Symbolic planners can discover a sequence of actions from initial to goal states given expert-defined, domain-specific logical action semantics. Large Language Models (LLMs) can directly generate such sequences, but limitations in reasoning and state-tracking often result in plans that are insufficient or unexecutable. We propose Predicting Semantics of Actions with Language Models (PSALM), which automatically learns action semantics by leveraging the strengths of both symbolic planners and LLMs. PSALM repeatedly proposes and executes plans, using the LLM to partially generate plans and to infer domain-specific action semantics based on execution outcomes. PSALM maintains a belief over possible action semantics that is iteratively updated until a goal state is reached. Experiments on 7 environments show that when learning just from one goal, PSALM boosts plan success rate from 36.4% (on Claude-3.5) to 100%, and explores the environment more efficiently than prior work to infer ground truth domain action semantics.
Paper Structure (41 sections, 1 equation, 19 figures, 4 tables)

This paper contains 41 sections, 1 equation, 19 figures, 4 tables.

Figures (19)

  • Figure 1: LLMs can propose plans and generate action semantics, but struggle with state tracking. Symbolic planners leverage specialized search algorithms, but require predefined action semantics for the environment. PSALM integrates the strengths of both.
  • Figure 2: An example of symbolic planning information from the BlocksW domain, from left to right: PDDL domain file, PDDL problem file, visualization of initial and goal state for block stacking, and a potential plan.
  • Figure 3: The pipeline of PSALM in four steps: (1) sample trajectories from a trajectory sampler; (2) execute the trajectories in the environment to get feedbacks (3) generate action semantics for each action with environment feedback, and update the memory based on the prediction; (4) sample action semantics from the memory to construct the domain file for the symbolic solver to check the success.
  • Figure 4: We compare PSALM with multiple variations over 7 domains.

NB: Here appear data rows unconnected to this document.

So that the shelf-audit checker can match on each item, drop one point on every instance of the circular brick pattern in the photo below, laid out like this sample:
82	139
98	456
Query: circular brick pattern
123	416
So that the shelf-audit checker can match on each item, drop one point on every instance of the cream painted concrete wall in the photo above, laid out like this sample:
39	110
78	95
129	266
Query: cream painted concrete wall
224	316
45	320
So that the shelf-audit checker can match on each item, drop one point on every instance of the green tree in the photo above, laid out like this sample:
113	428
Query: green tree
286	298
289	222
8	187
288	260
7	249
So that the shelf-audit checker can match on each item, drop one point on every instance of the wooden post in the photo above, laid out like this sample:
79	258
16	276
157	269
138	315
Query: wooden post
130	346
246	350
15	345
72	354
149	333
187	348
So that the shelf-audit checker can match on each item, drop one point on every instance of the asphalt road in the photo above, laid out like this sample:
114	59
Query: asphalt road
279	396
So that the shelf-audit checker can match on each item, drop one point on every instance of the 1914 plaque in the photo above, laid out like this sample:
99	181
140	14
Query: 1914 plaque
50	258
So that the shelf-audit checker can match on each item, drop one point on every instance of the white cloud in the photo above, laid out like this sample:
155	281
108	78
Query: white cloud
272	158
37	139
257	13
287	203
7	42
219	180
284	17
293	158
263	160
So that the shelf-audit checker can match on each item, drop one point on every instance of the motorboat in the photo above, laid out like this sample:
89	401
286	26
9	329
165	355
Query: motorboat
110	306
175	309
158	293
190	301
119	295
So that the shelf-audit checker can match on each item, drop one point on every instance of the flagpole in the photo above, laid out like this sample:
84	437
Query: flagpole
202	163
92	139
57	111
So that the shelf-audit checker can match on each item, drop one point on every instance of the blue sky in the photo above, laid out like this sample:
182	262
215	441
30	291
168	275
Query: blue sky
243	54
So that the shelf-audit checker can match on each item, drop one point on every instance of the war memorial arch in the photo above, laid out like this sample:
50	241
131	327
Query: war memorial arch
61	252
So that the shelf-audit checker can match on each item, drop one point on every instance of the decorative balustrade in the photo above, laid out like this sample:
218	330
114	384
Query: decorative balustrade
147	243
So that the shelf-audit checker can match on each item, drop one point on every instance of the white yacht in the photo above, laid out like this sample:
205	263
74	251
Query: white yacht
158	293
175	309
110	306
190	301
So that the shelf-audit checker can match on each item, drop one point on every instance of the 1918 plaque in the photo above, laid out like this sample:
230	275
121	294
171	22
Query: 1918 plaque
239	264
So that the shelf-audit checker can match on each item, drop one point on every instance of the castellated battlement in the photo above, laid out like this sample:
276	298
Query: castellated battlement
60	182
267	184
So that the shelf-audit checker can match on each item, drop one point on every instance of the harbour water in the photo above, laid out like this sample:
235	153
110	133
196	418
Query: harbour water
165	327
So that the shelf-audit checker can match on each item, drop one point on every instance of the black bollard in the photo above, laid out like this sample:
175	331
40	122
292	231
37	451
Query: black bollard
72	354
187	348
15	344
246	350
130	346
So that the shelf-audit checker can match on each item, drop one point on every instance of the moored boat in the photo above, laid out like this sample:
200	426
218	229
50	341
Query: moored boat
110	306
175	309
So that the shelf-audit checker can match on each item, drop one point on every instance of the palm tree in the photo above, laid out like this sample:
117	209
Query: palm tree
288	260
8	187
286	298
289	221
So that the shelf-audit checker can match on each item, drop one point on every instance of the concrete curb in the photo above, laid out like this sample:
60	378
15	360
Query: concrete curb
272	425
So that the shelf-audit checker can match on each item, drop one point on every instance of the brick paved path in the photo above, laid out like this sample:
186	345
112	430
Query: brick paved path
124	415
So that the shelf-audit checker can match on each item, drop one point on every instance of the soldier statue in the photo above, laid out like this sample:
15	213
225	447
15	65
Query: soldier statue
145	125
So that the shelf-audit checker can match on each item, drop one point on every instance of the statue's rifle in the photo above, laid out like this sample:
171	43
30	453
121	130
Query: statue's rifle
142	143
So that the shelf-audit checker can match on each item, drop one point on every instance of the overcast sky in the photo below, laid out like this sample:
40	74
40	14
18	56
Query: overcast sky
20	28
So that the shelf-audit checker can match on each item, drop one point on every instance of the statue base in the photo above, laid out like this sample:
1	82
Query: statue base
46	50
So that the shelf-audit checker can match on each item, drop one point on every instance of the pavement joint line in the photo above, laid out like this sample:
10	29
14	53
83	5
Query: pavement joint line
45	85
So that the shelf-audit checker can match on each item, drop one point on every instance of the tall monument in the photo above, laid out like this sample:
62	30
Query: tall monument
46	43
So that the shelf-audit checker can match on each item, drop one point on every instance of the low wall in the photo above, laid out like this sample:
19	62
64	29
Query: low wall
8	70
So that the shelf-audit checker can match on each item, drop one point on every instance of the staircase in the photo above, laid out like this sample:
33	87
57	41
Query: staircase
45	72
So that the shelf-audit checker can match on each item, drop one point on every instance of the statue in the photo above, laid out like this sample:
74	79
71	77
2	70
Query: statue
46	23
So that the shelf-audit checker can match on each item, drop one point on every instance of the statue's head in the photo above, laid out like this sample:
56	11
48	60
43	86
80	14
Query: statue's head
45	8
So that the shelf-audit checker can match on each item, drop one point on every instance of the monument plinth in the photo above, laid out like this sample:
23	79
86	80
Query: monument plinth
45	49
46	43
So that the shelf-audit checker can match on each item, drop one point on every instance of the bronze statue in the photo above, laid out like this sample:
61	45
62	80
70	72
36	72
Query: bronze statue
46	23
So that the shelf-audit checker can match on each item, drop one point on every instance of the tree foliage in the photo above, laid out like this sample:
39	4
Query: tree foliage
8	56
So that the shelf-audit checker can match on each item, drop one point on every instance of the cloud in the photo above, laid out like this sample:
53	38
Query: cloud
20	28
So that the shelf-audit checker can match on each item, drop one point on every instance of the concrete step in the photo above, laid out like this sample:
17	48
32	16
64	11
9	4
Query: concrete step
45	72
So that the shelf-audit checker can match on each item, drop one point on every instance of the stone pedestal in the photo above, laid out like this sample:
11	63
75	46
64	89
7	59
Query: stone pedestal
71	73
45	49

We report on NES and the results suggest (1) LLM as a trajectory sampler greatly reduces the execution steps; (2) LLM and rule-based action semantics generators have complementary benefits; and (3) Prospection to reject trajectories based on current action semantics hypotheses is helpful overall. TS is short for trajectory sampler and ASG is short for action semantics generator.

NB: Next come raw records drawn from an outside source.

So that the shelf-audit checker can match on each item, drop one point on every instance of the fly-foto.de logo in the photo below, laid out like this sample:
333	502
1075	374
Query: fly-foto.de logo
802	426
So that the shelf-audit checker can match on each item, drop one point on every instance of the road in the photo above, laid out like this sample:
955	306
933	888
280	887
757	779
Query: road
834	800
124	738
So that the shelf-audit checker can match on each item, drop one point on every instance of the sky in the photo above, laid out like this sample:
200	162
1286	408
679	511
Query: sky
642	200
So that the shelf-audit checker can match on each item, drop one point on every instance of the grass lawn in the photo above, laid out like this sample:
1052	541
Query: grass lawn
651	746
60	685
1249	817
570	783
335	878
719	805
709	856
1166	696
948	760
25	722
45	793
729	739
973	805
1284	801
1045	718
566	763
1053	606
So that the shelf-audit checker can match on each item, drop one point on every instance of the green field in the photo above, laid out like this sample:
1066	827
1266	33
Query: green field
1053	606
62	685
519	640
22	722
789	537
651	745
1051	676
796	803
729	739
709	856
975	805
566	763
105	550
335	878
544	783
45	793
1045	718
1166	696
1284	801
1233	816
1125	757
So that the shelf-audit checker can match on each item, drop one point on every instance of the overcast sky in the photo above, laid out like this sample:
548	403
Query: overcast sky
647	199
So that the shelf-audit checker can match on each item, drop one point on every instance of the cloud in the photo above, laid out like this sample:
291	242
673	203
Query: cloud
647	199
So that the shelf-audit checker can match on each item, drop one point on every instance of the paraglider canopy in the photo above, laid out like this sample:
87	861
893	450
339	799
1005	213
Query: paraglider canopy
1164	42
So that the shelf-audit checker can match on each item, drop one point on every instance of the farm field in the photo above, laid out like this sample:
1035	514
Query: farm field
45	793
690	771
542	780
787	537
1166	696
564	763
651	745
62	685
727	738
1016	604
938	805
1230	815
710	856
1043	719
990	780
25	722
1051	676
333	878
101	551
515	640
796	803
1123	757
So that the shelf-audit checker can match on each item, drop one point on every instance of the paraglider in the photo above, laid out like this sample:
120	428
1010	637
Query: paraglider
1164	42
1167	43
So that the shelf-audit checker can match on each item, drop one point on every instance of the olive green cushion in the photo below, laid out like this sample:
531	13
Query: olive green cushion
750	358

  • Figure 5: Additional analysis for PSALM. (Left) We vary the type of LLM and show that PSALM works with GPT-3.5 and Mistral-7B on the Termes domain. (Middle) Using the LLM prior before trajectory sampling (darker bars) enables the random baselines to work better compared to not having the prior (lighter bars), though it can adversely affect the full PSALM method. (Right) Experiments where we remove the error message from input to the LLM action semantics generator. Without error messages, PSALM works only on easy domains. For the experiments that fail to find a solution of the problem, we show the action semantics accuracy on top of the bar.